The fourth-year architecture student had read about the earthquake that devastated El Salvador on a news website shortly after it stuck on the afternoon of Jan. 13.
But international phone lines were jammed that evening and it wasn’t until midnight the next day that he finally spoke with his aunts and cousins.
“They were awake, panicked, with the aftershocks every half-hour,” Martinez said. The family was sleeping in their living room, near the door, belongings packed up, ready to run if another serious tremor hit.
His relatives’ home was cut off from water and electricity—and they were lucky. The quake and a string of powerful aftershocks have killed about 1,250 people in El Salvador, caused almost $3-billion in damage, and left about one in four people homeless. The damage totals keep climbing. Another tremor, registering 5.4 on the RIchter scale, rattled the country last wednesday.
Volunteers around the world have responded to the crisis, including, in their small way, the Latin American Student Association at Ryerson where Martinez is president.
The cultural club has raised $1,000 for relief efforts. Some of them have relatives in El Salvador, while others simply feel an affinity for the area’s troubles.
“It’s unimaginable to people who live here,” said third-year architecture Julio Cifuentes, whose family is from Guatemala. “We have an obligation to help.”

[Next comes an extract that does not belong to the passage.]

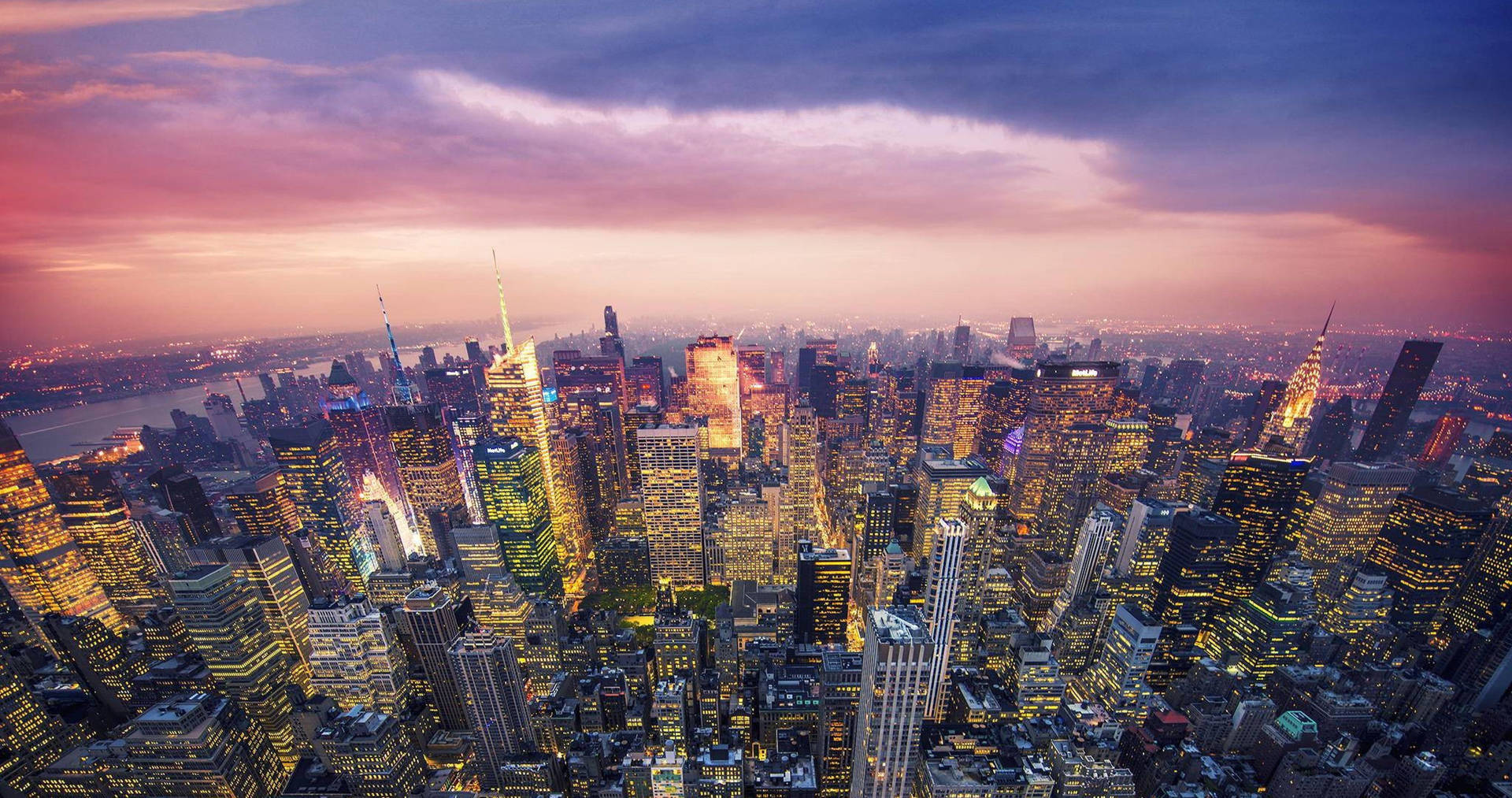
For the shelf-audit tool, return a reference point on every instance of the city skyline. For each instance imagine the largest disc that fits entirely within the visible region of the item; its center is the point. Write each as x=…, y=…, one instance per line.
x=945, y=161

They were already planning a Valentine’s Day party for Feb. 9, and they hastily renamed it a fundraiser for earthquake aid.
The bash at Statik Nightclub on Yorkville Avenue drew 100 revellers and
raised $800, which will be combined with profits from their popular dance lessons at Oakham house on Tuesdays and Thursdays.
The group plans to send a cheque this week, but it’s waiting for the university administration to decide whether it will match their contribution.
The money will help the Salvadorean Canadian Association of Toronto, a group of about 50 volunteers. They work in the dark basement of San Lorenzo Anglican Church on Dufferin Street, near Lawrence Avenue West.
The sound of packaging tape echoes through the room as piles of food, clothes, medicine, and other supplies are bundled into boxes.
The cardboard boxes are stacked to the ceiling. Donations from across Canada have poured into this little church, says association president Nuria Ruiz, from jars of coins collected in elementary schools to shipments of Pepto Bismol to treat nausea induced by the ground’s heaving. These boxes will soon fill their third 1,800-cubic-metre industrial shipping container. They’re hoping to send a fourth. The group has also sent $65,000 in cash donations to their partners in El Salvador, an association of churches from several denominations.
The aid is desperately needed, Ruiz said, because the country is in disarray. The quakes destroyed farmland, collapsed houses, triggered mudslides, and cut power and water lines. Impromptu camps of survivors have sprung up in soccer fields.
“In the past, disasters would affect part of the country,” Ruiz said. “But this time, the whole country is affected.”
Not only is the country’s infrastructure damaged, Ruiz said, but the society itself is fraying. People live in fear of another major earthquake. The ground shakes every day. Unemployment is rampant. Last week, riots broke out over after citizens reported the government is stockpiling and selling relief supplies instead of giving them away.
This week, Ruiz will fly to El Salvador with three other volunteers. She’ll witness her group’s aid being distributed to the poorest remote areas, reachable only by boat since roads were wiped out. She also hopes to investigate the accusations of government corruption. And with the help of a volunteer psychologist, she plans to give seminars on how to treat victims of post-traumatic stress disorder.
“It had a big effect on people’s emotional health, since there’s a lot of terror,” she said.
She’s scheduled to fly back into Toronto next Tuesday to continue gathering supplies and raising money. The effort has taken on a note of urgency, she says, since El Salvador’s rainy season will arrive in late spring, bringing the threat of more mudslides. Tents and sleeping bags are especially needed, she said.
“Of all the things that happened to us, we never give up,” Ruiz said. “We go on.”